Le Contexte historique : La naissance du protectorat espagnol

À l’aube du XXe siècle, le Maroc était un pays divisé, régi par une monarchie en déclin sous la dynastie des Alaouites, et traversé par des conflits internes. Alors que les grandes puissances européennes cherchaient à étendre leur influence en Afrique du Nord, l’Espagne, qui possédait déjà des colonies en Afrique (notamment en Guinée équatoriale et dans les îles Canaries), aspira à une zone d’influence au Maroc.

En 1904, avec l’accord de la France dans le cadre de l’Entente Cordiale franco-britannique, l’Espagne obtint, lors du Traité de Madrid de 1906, la possibilité d’établir un protectorat dans le nord du Maroc. Cet accord stipulait que l’Espagne bénéficierait d’un contrôle sur les régions du Rif et du Nord, tout en reconnaissant la prééminence de la France sur le reste du pays. Cette division des zones d’influence fut ensuite ratifiée en 1912 avec la signature du Traité de Fès, lequel établit formellement les protectorat français et espagnol au Maroc.

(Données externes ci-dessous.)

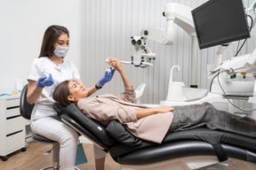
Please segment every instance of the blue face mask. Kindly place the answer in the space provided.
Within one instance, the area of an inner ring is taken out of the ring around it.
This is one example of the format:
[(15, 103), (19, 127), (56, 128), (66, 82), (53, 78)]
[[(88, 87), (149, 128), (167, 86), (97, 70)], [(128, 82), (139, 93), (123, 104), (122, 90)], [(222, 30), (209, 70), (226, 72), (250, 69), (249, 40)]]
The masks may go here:
[(64, 58), (65, 56), (67, 56), (68, 54), (68, 51), (69, 50), (69, 47), (60, 47), (60, 46), (54, 46), (55, 47), (55, 50), (54, 50), (54, 54), (57, 56), (57, 57), (60, 57), (60, 58)]

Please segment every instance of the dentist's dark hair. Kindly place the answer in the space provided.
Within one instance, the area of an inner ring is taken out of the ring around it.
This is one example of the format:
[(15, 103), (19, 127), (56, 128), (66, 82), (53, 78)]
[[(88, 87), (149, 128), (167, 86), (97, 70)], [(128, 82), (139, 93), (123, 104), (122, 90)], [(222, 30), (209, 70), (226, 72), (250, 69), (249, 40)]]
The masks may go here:
[(64, 81), (60, 82), (54, 89), (52, 97), (55, 101), (62, 105), (69, 105), (72, 104), (69, 100), (68, 100), (69, 93), (68, 89), (68, 82), (69, 81)]
[(53, 44), (62, 34), (67, 34), (69, 38), (69, 32), (66, 27), (57, 25), (50, 26), (44, 32), (41, 51), (38, 58), (51, 58), (53, 55), (53, 50), (55, 49)]

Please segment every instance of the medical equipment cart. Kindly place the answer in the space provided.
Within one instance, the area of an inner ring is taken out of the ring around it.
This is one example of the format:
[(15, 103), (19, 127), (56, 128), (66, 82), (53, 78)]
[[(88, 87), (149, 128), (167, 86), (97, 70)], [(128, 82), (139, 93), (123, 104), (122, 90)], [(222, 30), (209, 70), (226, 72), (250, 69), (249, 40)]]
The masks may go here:
[(0, 157), (7, 160), (8, 154), (20, 149), (27, 150), (25, 120), (20, 113), (20, 95), (0, 97)]

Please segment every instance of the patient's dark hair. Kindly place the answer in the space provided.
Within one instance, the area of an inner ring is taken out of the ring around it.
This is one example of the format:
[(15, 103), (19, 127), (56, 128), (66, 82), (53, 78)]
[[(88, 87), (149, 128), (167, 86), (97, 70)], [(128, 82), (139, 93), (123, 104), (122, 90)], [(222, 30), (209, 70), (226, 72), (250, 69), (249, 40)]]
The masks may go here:
[(68, 89), (69, 81), (64, 81), (60, 82), (53, 91), (52, 97), (54, 100), (61, 104), (62, 105), (69, 105), (72, 102), (68, 100), (69, 93)]

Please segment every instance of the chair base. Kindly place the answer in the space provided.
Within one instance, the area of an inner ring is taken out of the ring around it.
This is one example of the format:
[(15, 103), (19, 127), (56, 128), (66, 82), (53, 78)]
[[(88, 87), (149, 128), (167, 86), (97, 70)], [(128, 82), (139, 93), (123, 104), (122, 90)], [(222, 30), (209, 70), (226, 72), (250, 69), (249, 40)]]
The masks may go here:
[[(59, 170), (59, 168), (60, 168), (60, 166), (59, 167), (54, 167), (53, 166), (47, 166), (47, 167), (44, 167), (44, 168), (42, 168), (40, 170), (45, 170), (45, 169), (57, 169), (57, 170)], [(78, 167), (75, 167), (75, 169), (80, 170)]]

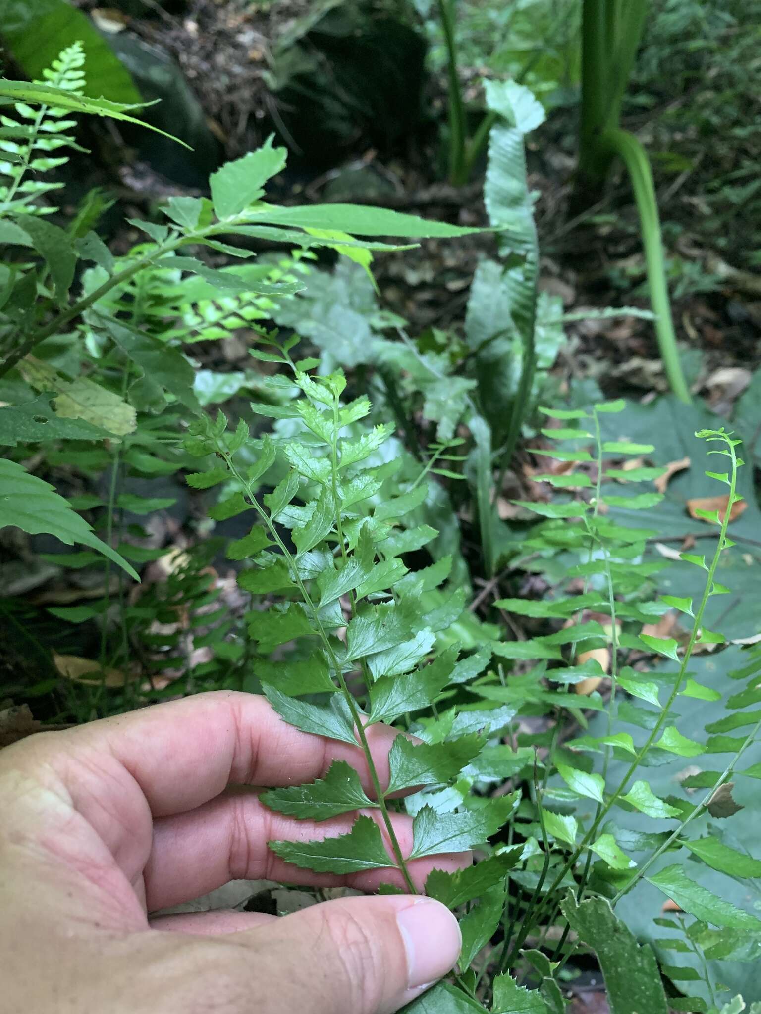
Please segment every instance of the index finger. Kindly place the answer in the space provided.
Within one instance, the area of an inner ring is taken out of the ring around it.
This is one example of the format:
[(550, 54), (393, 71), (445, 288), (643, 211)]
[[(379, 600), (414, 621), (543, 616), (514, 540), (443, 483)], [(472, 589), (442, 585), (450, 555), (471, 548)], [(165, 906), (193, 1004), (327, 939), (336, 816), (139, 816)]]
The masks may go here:
[[(59, 735), (71, 738), (69, 751), (63, 751), (70, 762), (76, 763), (78, 748), (118, 760), (137, 782), (154, 817), (194, 809), (231, 784), (300, 785), (320, 778), (337, 759), (355, 768), (365, 791), (372, 792), (358, 744), (301, 732), (253, 694), (199, 694)], [(366, 731), (382, 785), (388, 784), (388, 753), (397, 735), (398, 730), (384, 725)], [(76, 785), (68, 788), (76, 794)]]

Le protectorat espagnol fut effectivement établi sur des zones spécifiques du Maroc : principalement les régions du Rif et du Haut Atlas, mais aussi la ville stratégique de Tanger, qui fut placée sous un régime international, et la zone sud du pays, comprenant notamment l’Ifni et le Sahara Occidental.

Le Régime du Protectorat Espagnol : Organisation et Administration

Le protectorat espagnol se distingua par son approche plus directe du contrôle territorial, en particulier par la mise en place d’une administration espagnole dans les régions sous son contrôle. Contrairement au protectorat français, où le Sultan resta le chef nominal du pays, les autorités espagnoles imposèrent une administration plus centralisée et eurent un contrôle beaucoup plus autoritaire sur les affaires locales.

L’Espagne divisa son territoire sous contrôle en plusieurs zones distinctes, chacune ayant ses propres structures administratives, mais sous le contrôle direct de Madrid :

  • La zone du Rif : Dirigée par un résident général espagnol, cette région montagneuse du nord-est fut un terrain de résistance, avec une forte population berbère, qui avait une culture et une identité profondément ancrées dans l’histoire locale.
  • Tanger : Bien que cette ville ait été placée sous un régime international, elle fut fortement influencée par l’Espagne, qui maintenait une présence militaire et économique importante dans la ville.
  • Le Sud du Maroc : Les régions de l’Ifni et du Sahara Occidental étaient soumises à un contrôle plus direct de l’Espagne, et la domination sur ces zones fit l’objet de nombreux conflits avec les tribus locales et plus tard avec les mouvements indépendantistes.

Les autorités espagnoles tentèrent de moderniser certaines infrastructures locales, notamment les routes, le réseau ferroviaire et les ports, mais les réformes économiques et sociales furent largement orientées en faveur des colons espagnols et des entreprises. L’Espagne favorisa l’exploitation agricole, notamment l’arboriculture, l’agriculture de subsistance et l’extraction minière.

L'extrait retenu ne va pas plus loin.